Tongjie Chen resolved HIVE-6784.
--------------------------------

    Resolution: Won't Fix

> parquet-hive should allow column type change
> --------------------------------------------
>
>                 Key: HIVE-6784
>                 URL: https://issues.apache.org/jira/browse/HIVE-6784
>             Project: Hive
>          Issue Type: Bug
>          Components: File Formats, Serializers/Deserializers
>    Affects Versions: 0.13.0
>            Reporter: Tongjie Chen
>             Fix For: 0.14.0
>
>         Attachments: HIVE-6784.1.patch.txt, HIVE-6784.2.patch.txt
>
>
> see also in the following parquet issue:
> https://github.com/Parquet/parquet-mr/issues/323
> Currently, if we change parquet format hive table using "alter table parquet_table change c1 c1 bigint " ( assuming original type of c1 is int), it will result in exception thrown from SerDe: "org.apache.hadoop.io.IntWritable cannot be cast to org.apache.hadoop.io.LongWritable" in query runtime.
> This is different behavior from hive (using other file format), where it will try to perform cast (null value in case of incompatible type).
> Parquet Hive's RecordReader returns an ArrayWritable (based on schema stored in footers of parquet files); ParquetHiveSerDe also creates an corresponding ArrayWritableObjectInspector (but using column type info from metastore).

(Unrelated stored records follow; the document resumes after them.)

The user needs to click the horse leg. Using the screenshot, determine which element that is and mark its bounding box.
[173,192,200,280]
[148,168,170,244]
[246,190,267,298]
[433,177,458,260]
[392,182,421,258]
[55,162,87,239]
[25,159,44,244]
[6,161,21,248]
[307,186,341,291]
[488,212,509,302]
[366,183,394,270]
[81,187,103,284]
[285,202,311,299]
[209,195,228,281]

Whenever there is column type change, the objector inspector will throw exception, since WritableLongObjectInspector cannot inspect an IntWritable etc...
> Conversion has to happen somewhere if we want to allow type change. SerDe's deserialize method seems a natural place for it.
> Currently, serialize method calls createStruct (then createPrimitive) for every record, but it creates a new object regardless, which seems expensive. I think that could be optimized a bit by just returning the object passed if already of the right type. deserialize also reuse this method, if there is a type change, there will be new object to be created, which I think is inevitable.